You have a new amplitude and wavelength. What are they?

I'll bet the new amplitude and wavelength is so utterly close to the

original "A" it's not funny. (the amplitude will

change anywhere between negative infinity and +3 dB and is a function

of the delay only! If you take a 20,000Hz tone playing at 10000000 dB

and shift it right by any multiple of 0.000025 seconds, you will

achieve a net output of 0dB. If you were to shift it right by a

multiple of 0.0001 seconds then you will achieve an increase of 3dB)

Compare (1) the variation in frequency of the "new" note from the

original "A" and (2) the variation in frequency of the "new note"
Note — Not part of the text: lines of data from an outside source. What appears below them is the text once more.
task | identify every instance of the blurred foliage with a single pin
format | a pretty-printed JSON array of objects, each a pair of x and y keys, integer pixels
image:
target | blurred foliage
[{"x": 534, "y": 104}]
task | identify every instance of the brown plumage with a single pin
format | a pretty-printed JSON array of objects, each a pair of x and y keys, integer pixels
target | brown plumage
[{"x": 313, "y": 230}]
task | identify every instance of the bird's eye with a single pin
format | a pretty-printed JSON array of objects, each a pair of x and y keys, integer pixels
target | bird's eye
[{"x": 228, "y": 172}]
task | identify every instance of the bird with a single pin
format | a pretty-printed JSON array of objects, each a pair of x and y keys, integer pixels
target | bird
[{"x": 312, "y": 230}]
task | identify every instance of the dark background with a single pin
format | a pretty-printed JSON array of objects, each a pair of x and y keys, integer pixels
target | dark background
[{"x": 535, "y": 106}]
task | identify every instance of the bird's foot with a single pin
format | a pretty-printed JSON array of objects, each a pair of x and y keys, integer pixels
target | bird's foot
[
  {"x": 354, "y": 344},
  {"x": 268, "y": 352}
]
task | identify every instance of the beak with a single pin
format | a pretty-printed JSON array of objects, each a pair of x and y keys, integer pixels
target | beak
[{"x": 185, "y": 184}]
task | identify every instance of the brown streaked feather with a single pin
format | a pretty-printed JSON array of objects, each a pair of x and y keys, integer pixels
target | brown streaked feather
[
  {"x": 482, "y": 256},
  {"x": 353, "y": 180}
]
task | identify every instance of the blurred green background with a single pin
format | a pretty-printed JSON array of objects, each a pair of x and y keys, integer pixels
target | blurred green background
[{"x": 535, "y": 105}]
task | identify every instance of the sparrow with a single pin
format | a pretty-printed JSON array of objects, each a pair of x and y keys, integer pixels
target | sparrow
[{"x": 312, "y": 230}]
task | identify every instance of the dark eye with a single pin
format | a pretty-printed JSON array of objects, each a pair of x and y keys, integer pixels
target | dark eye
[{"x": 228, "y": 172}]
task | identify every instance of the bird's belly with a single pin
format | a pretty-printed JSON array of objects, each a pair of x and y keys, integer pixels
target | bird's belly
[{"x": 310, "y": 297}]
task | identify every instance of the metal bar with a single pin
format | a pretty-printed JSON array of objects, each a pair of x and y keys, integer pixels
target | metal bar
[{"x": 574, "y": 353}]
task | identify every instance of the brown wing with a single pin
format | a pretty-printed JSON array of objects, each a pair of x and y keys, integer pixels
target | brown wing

from the "B flat" that follows up the line from our old "A." I

bet the variance shows the "new" note is real snug up against the old

"A" and miles apart (relatively) from the "B flat."

It

would be like taking a trip to the grocery store versus

trying to travel outside our galaxy.

Y'up. I'm sceptical of this theory. If you want to talk 50ms delay... that's different.

Sorry to be blunt, but it's apparent that you don't even understand the

most fundamental concepts of wave mechanics...something everyone in

Illinois is supposed to learn in high school physics. So these

misconceptions are hardly those of "common-sense" considering most

people are beyond a high school education.

I am curious though as to why you are so adamently opposed to the

concept of time-delay. I can only imagine that it stems from someone's

personal enjoyment of khorns...and the conclusions of time-delay aren't

sufficient to warrant the khorn an awful sounding speaker! In fact, I

attribute the time-delay as being a number one reason why the khorn

sounds so good with drums. The conclusions are however sufficient to

claim that a compromise is being made when one chooses dynamics over

the time-delay (ie khorn versus cornwall)......

But time-delay doesn't even have to be a compromise because we can

easily account for it with active processing and bi-amping. And since

so many people are already bi-amping and noticing huge improvements, it

baffles me that more aren't doing it. Heck, even Roy Delgado (head

engineer dude at klipsch) is time-correcting his khorns (and jubilee)

and even suggested to the people visiting the plant that they will

notice marked improvements if they do the same.